In November Schengen visas were refused to the Libyan prime minister and other top officials. Deputy Foreign Minister Khaled Kaïm denounced a “systematic and programmed solidarity with Switzerland”.

From January 2010 Swiss membership of the Schengen zone will become even more effective with the entry into force of the Swiss law on information exchange with Schengen states. The aim of the new legislation is to accelerate and simplify data exchange to prevent and investigate crimes.

Luigi Jorio, swissinfo.ch (Translated by Simon Bradley)

The Schengen Area comprises 25 countries, most of which are members of the EU, as well as the four member countries of the European Free Trade Association – Iceland, Norway, Switzerland and Liechtenstein.

About 255 million people and 116 million vehicles cross Swiss borders every year.

Britain and Ireland are not in the zone, but they have signed agreements on security.

A key element of the Schengen agreement is the Schengen Information Service (SIS), which includes a huge database in the French city of Strasbourg.

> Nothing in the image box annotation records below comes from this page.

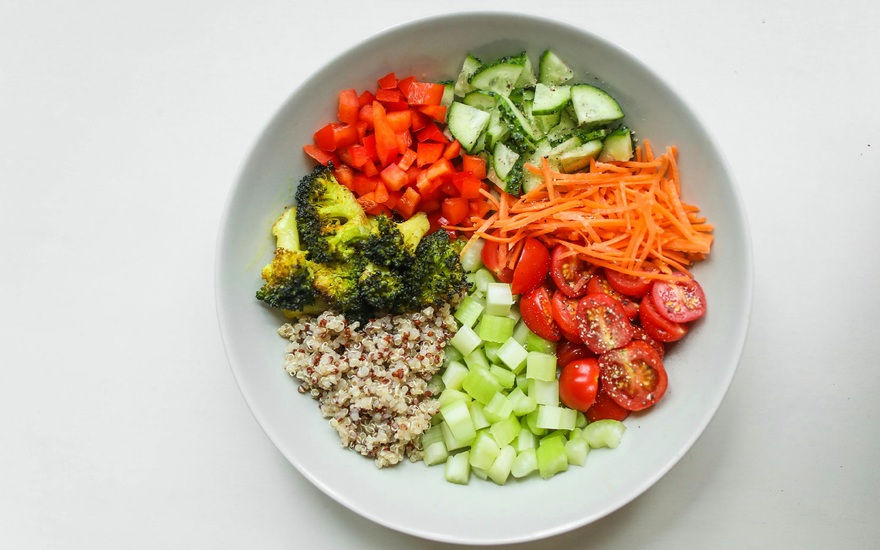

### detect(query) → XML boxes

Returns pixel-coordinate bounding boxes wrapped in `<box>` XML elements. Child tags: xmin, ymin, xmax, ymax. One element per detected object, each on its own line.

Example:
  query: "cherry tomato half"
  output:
<box><xmin>520</xmin><ymin>286</ymin><xmax>561</xmax><ymax>342</ymax></box>
<box><xmin>639</xmin><ymin>296</ymin><xmax>688</xmax><ymax>342</ymax></box>
<box><xmin>577</xmin><ymin>294</ymin><xmax>632</xmax><ymax>353</ymax></box>
<box><xmin>481</xmin><ymin>233</ymin><xmax>513</xmax><ymax>283</ymax></box>
<box><xmin>587</xmin><ymin>269</ymin><xmax>639</xmax><ymax>321</ymax></box>
<box><xmin>556</xmin><ymin>340</ymin><xmax>596</xmax><ymax>367</ymax></box>
<box><xmin>550</xmin><ymin>244</ymin><xmax>590</xmax><ymax>298</ymax></box>
<box><xmin>508</xmin><ymin>237</ymin><xmax>550</xmax><ymax>294</ymax></box>
<box><xmin>585</xmin><ymin>386</ymin><xmax>629</xmax><ymax>422</ymax></box>
<box><xmin>651</xmin><ymin>272</ymin><xmax>706</xmax><ymax>323</ymax></box>
<box><xmin>599</xmin><ymin>341</ymin><xmax>668</xmax><ymax>411</ymax></box>
<box><xmin>559</xmin><ymin>359</ymin><xmax>599</xmax><ymax>412</ymax></box>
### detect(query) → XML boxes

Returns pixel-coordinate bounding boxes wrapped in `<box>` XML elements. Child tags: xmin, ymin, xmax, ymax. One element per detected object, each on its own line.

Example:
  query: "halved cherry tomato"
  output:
<box><xmin>639</xmin><ymin>296</ymin><xmax>688</xmax><ymax>342</ymax></box>
<box><xmin>550</xmin><ymin>244</ymin><xmax>590</xmax><ymax>298</ymax></box>
<box><xmin>520</xmin><ymin>286</ymin><xmax>560</xmax><ymax>342</ymax></box>
<box><xmin>651</xmin><ymin>272</ymin><xmax>706</xmax><ymax>323</ymax></box>
<box><xmin>633</xmin><ymin>325</ymin><xmax>666</xmax><ymax>359</ymax></box>
<box><xmin>556</xmin><ymin>340</ymin><xmax>596</xmax><ymax>367</ymax></box>
<box><xmin>587</xmin><ymin>269</ymin><xmax>639</xmax><ymax>321</ymax></box>
<box><xmin>482</xmin><ymin>233</ymin><xmax>516</xmax><ymax>284</ymax></box>
<box><xmin>508</xmin><ymin>237</ymin><xmax>550</xmax><ymax>294</ymax></box>
<box><xmin>599</xmin><ymin>341</ymin><xmax>668</xmax><ymax>411</ymax></box>
<box><xmin>605</xmin><ymin>269</ymin><xmax>656</xmax><ymax>298</ymax></box>
<box><xmin>559</xmin><ymin>359</ymin><xmax>599</xmax><ymax>412</ymax></box>
<box><xmin>577</xmin><ymin>294</ymin><xmax>632</xmax><ymax>353</ymax></box>
<box><xmin>586</xmin><ymin>382</ymin><xmax>629</xmax><ymax>422</ymax></box>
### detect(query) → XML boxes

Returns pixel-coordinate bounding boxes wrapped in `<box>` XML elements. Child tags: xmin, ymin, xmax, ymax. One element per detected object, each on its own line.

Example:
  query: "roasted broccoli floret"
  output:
<box><xmin>359</xmin><ymin>212</ymin><xmax>431</xmax><ymax>270</ymax></box>
<box><xmin>296</xmin><ymin>166</ymin><xmax>371</xmax><ymax>263</ymax></box>
<box><xmin>257</xmin><ymin>208</ymin><xmax>318</xmax><ymax>311</ymax></box>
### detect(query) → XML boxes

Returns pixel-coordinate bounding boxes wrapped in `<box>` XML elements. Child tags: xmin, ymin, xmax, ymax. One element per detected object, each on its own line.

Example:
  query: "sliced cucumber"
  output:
<box><xmin>532</xmin><ymin>84</ymin><xmax>571</xmax><ymax>115</ymax></box>
<box><xmin>470</xmin><ymin>52</ymin><xmax>528</xmax><ymax>97</ymax></box>
<box><xmin>538</xmin><ymin>50</ymin><xmax>574</xmax><ymax>84</ymax></box>
<box><xmin>598</xmin><ymin>128</ymin><xmax>633</xmax><ymax>162</ymax></box>
<box><xmin>447</xmin><ymin>101</ymin><xmax>489</xmax><ymax>153</ymax></box>
<box><xmin>571</xmin><ymin>84</ymin><xmax>623</xmax><ymax>125</ymax></box>
<box><xmin>559</xmin><ymin>139</ymin><xmax>602</xmax><ymax>174</ymax></box>
<box><xmin>453</xmin><ymin>55</ymin><xmax>483</xmax><ymax>97</ymax></box>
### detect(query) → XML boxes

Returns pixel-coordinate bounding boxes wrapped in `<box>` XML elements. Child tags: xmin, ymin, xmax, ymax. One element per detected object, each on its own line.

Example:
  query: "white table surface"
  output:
<box><xmin>0</xmin><ymin>0</ymin><xmax>880</xmax><ymax>550</ymax></box>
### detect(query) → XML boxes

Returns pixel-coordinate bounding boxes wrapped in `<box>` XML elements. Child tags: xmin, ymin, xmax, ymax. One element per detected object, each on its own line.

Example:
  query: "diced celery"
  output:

The SIS database enables police in any Schengen state to find out whether a suspect has been involved in any kind of crime across the EU.

The Schengen treaty takes its name from a town in Luxembourg where it was signed by Germany, France and the Benelux states in 1985.

As a member of the Schengen Area, Switzerland has to take on EU laws applicable to Schengen and Dublin. Bern negotiated one exception – references to banking secrecy.

Since the signing of the Schengen treaty in 2004, the EU has officially passed on 71 new laws to Switzerland on the issue.

In one recent change Swiss voters approved the introduction of biometric passports by a very slim margin in May 2009.

Another change is likely to be controversial: Switzerland will have to shorten the maximum length of detention pending deportation from 24 months to 18.
In September 2009 Switzerland and the EU signed a new accord which foresees Swiss participation in Frontex, the EU agency based in Warsaw, which is mandated to coordinate the operational cooperation among member states in the field of border security.

Brussels could also ask Switzerland to make border guards available to monitor its exterior EU borders, i.e. Poland.